From all these enemies Tookhees has one refuge, the little arched nest beyond the pretty doorway under the mossy stone. Most of his enemies can dig, to be sure, but his tunnel winds about in such a way that they never can tell from the looks of his doorway where it leads to; and there are no snakes in the wilderness to follow and find out. Occasionally I have seen where Mooween the bear has turned the stone over and clawed the earth beneath; but there is generally a tough root in the way, and Mooween concludes that he is taking too much trouble for so small a mouthful, and shuffles off to the log where the red ants live.

On his journeys through the woods Tookhees never forgets the dangerous possibilities. His progress is a series of jerks, and whisks, and jumps, and hidings. He leaves his doorway, after much watching, and shoots like a minnow across the moss to an upturned root. There he sits up and listens, rubbing his whiskers nervously. Then he glides along the root for a couple of feet, drops to the ground and disappears. He is hiding there under a dead leaf. A moment of stillness and he jumps like a jack-in-abox. Now he is sitting on the leaf that covered him, rubbing his whiskers again, looking back over his trail as if he heard footsteps behind him. Then another nervous dash, a squeak which proclaims at once his escape. and his arrival, and he vanishes under the old moss-grown log where his fellows live, a whole colony of them.

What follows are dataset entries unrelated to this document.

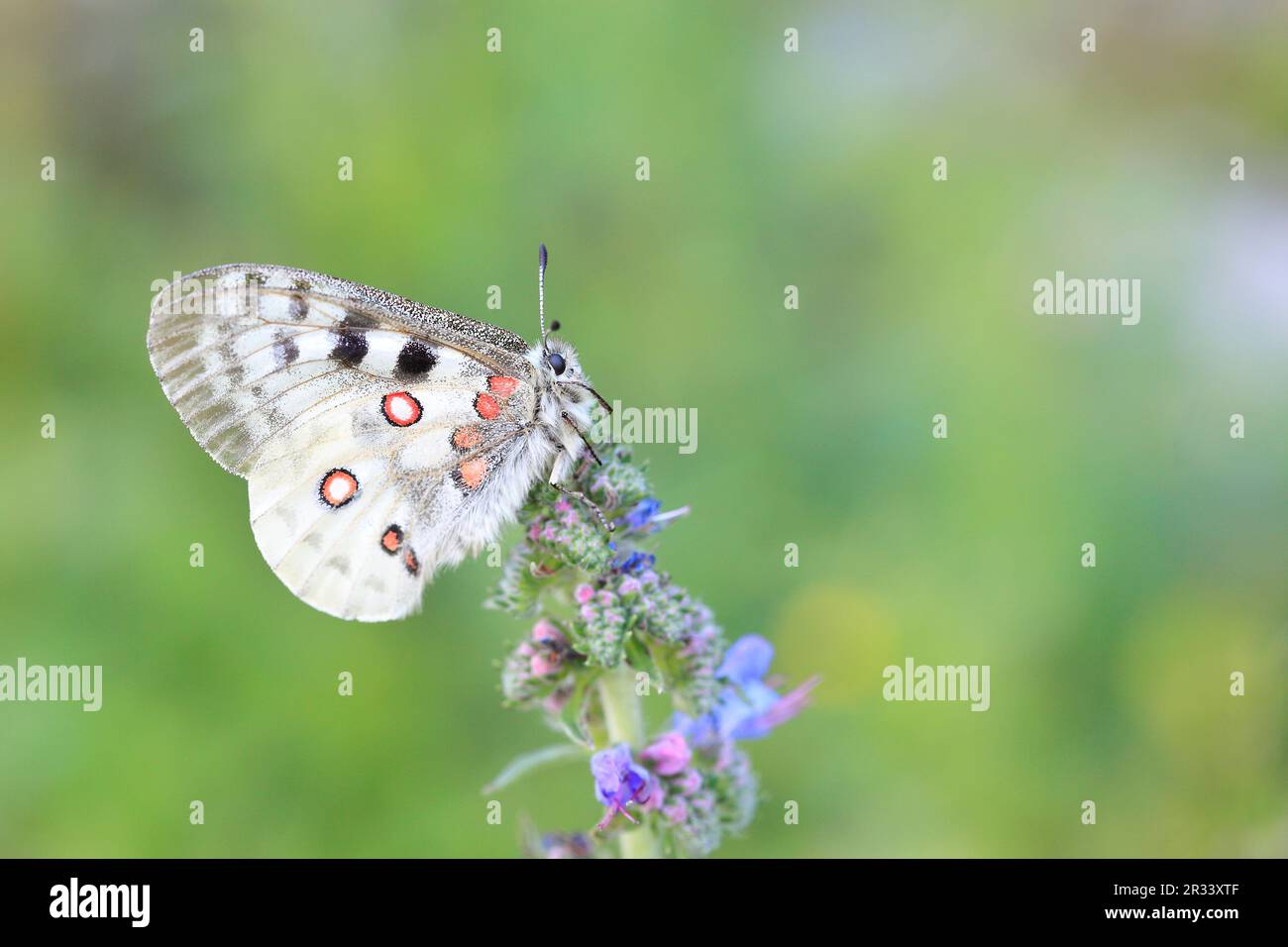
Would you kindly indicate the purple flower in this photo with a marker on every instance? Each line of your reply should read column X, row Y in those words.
column 643, row 513
column 635, row 562
column 748, row 707
column 669, row 754
column 618, row 783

All these things, and many more, I discovered the first season that I began to study the wild things that lived within sight of my tent. I had been making long excursions after bear and beaver, following on wild- goose chases after Old Whitehead the eagle and Kakagos the wild woods raven that always escaped me, only to find that within the warm circle of my camp-fire little wild folk were hiding whose lives were more unknown and quite as interesting as the greater creatures I had been following.

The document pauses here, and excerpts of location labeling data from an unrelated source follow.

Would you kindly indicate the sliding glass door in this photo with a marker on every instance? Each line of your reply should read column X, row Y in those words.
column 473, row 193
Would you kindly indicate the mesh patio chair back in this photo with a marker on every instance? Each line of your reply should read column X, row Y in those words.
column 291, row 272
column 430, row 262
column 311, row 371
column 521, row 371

One day, as I returned quietly to camp, I saw Simmo quite lost in watching something near my tent. He stood beside a great birch tree, one hand resting against the bark that he would claim next winter for his new canoe; the other hand still grasped his axe, which he had picked up amoment before to quicken the tempo of the bean kettle's song. His dark face peered behind the tree with a kind of childlike intensity written all over it.

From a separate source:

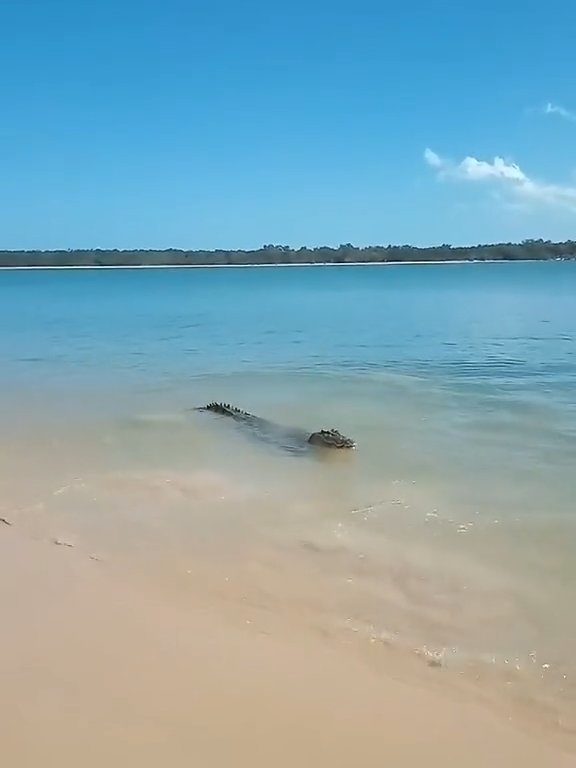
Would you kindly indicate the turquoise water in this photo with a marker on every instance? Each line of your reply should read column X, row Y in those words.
column 450, row 531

I stole nearer without his hearing me; but I could see nothing. The woods were all still. Killooleet was dozing by his nest; the chickadees had vanished, knowing that it was not meal time; and Meeko the red squirrel had been made to jump from the fir top to the ground so often that now he kept sullenly to his own hemlock across the island, nursing his sore feet and scolding like a fury whenever I approached. Still Simmo watched, as if a bear were approaching his bait, till I whispered, "Quiee, Simmo, what is it?""Nodwar k'chee Toquis, I see little 'Fraid One'" he said, unconsciously dropping into his own dialect, which is the softest speech in the world, so soft that wild things are not disturbed when they hear it, thinking it only a louder sough of the pines or a softer tunking of ripples on the rocks.--"O bah cosh, see! He wash-um face in yo lil cup." And when I tiptoed to his side, there was Tookhees sitting on the rim of my drinking cup, in which I had left a new leader to soak for the evening's fishing, scrubbing his face diligently, like a boy who is watched from behind to see that he slights not his ears or his neck.